Denir ki, çobanların ticarete başlaması kıyamet alametidir.
Bugün çevrenize baktığınızda dededen babadan ticaretle uğraşan çoğu kişi işçilik yapmaya başlamışken, dünün çobanları işadamı, tüccar oluvermiştir.
Çobanın ticaretten anlamaması, sosyal ilişkilerinin şehir hayatı ve ticaretin gerektirdiği seviyede olmaması kötü sonuçlar doğuracak olması düzeni tehlikeye düşürebilir diye düşünülür.
Nitekim öyle de olur.
Ancak kıyamet alameti diye peygamber efendimize dayandırılan bu sözün aslında ne kadar sağlam olduğu tartışılır.
Çünkü peygamberimiz de ticarete başlamadan önce çobanlık yapmaktadır.
Peygamberlerin hemen hemen tamamı da çobanlık yapmıştır.
Ama çobanlıktan sonra başka işlerle uğraşmaya başlamışlar ve başarılı da olmuşlardır.
Günümüzde de ticaretle uğraşanların önemli kısmı çobanlıktan gelmedir.
Köylü mantığı dediğimiz düzeni doğal olarak işlerine de yansıtmaktadırlar.
Çobanlıktan öteye, Türk toplumu toprağa bağlı yaşamaya alışkın olduğu için ticaret gibi gezmek, görmek, tanışmak, üretmek, pazarlamak gibi çabalardan da çoğu topluma göre uzaktadırlar.
İnsanımız, bir dönüm bostan yan gel yat Osman sözünü çok sever.
Yiyeceğini toprağa ekersin, Allah yağmur verir, yağmur vermezse el açıp istersin. Derken ektiğin yeşerir, hasat edip yiyeceğini temin edersin. Yazın topladığını kışın yer, kışın yan gelip yatarsın.
İçeriye iki hayvan koyup sütünü içer, yoğurdunu yer, tezeğiyle ısınır, yavrusunu büyütür, zamanı gelir hayvanı kesip etini yersin.
Köylü olmak güzeldir.
Ekstra masraf yoktur.
Gül gibi geçinip gidersin.
İşte bizim ticari hayatta beklediğimiz şekilde başarılı olamamamızın başlıca sebebi budur.
Elimiz iştedir ama aklımız başka yerdedir. Gözümüz tarlada, toprakta, köydedir.
Elin gavuru evinde it besler, biz fırsatını bulduğumuzda karagöz kuzuyu peşimizden koştururuz.
Millet papağan besler, biz pazardan civciv alıp evde besleyip kesip yeriz.
Köyü terk edip şehre inmişizdir ama aklımız köydedir.
Bakkalda, pazarda köy yumurtası, köy yoğurdu, köy tavuğu arayıp almak isteriz.

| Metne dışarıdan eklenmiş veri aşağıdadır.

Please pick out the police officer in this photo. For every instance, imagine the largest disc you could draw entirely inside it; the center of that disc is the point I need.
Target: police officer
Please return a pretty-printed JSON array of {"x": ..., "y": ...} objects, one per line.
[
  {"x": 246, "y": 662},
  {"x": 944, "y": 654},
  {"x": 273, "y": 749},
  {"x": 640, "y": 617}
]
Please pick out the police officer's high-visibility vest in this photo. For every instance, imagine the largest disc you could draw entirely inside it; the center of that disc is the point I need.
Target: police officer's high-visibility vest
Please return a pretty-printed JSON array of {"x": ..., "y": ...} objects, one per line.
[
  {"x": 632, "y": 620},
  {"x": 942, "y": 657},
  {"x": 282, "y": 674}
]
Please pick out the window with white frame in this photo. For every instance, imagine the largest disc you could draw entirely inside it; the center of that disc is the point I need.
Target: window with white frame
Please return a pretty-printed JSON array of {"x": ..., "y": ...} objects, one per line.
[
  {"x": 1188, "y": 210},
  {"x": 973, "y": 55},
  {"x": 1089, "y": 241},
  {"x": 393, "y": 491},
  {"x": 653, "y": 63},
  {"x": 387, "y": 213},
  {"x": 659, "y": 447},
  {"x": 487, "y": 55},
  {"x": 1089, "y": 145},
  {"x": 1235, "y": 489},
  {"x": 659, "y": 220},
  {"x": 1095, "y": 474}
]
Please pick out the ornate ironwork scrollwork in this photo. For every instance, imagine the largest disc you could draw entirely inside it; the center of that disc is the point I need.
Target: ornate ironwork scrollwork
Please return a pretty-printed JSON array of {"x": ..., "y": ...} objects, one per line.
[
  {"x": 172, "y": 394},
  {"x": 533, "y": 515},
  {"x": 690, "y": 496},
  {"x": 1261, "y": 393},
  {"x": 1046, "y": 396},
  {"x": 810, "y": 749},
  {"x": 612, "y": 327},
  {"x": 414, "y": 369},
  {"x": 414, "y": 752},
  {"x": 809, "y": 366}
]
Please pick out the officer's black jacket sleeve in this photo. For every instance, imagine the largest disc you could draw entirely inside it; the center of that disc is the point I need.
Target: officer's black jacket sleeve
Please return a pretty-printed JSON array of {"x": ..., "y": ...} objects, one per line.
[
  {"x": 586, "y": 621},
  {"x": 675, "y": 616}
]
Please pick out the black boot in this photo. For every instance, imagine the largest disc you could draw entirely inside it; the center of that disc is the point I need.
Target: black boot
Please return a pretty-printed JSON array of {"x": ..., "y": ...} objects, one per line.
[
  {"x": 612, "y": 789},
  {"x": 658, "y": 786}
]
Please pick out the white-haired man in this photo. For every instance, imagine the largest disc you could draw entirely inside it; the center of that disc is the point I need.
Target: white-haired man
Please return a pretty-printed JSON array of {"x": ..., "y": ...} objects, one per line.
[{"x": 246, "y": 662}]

Hayatı boyunca şehir yaşamında, ticaretin, memuriyetin içinde olanlarımız bulduğu ilk fırsatta bir dağ başında yaşayacağı sessiz sakin bir köy evini hayal eder.
Emekli olunca kırsalda yaşama hayalleri kurar.
Şehirde yaşamak, para ile uğraşmak, almak, satmak, kiralamak bizim insanımızın fıtratında yoktur. Henüz tam anlamıyla yerleşmemiştir. Uzun yıllar boyunca da olması gerektiği şekilde olmayacaktır. Çünkü köylü mantığının serbestlik ve rahatlığı yüzyıllardır genlere işlemiştir.
İnsanımız uyuduğu zaman atalarının ağaçtan düştüğü anda hissettiği korkuyu henüz üzerinden atamamıştır. Hala uyuduğu zaman yataktan düşer. Müstakil köy evlerinde yaşamaya alışkın olduğumuzdan evlerin üst üste olduğu apartmanda yaşama kültüründen uzağızdır. Kırk dairelik ortak yaşam alanında kendimizi bağımsız hissederiz. Diğer insanlara karşı sorumluluklarımızın üzerini çizmeye çalışır, sadece kendi özgürlük ve rahatımızı düşünürüz.
Biz bu gidişle adam olmayız.
Çünkü sorunumuzun temelinde neyin olduğunun farkında değilizdir.
Oturduğumuzda düzelmeyen sosyal hayatımızın sebeplerini araştırmak yerine, ya vurgun yapmayı, ya da yiyeceğimizi en son da yediğimiz üzerine konuşuruz.
Aslında yediğimiz bir şey de yoktur halttan başka.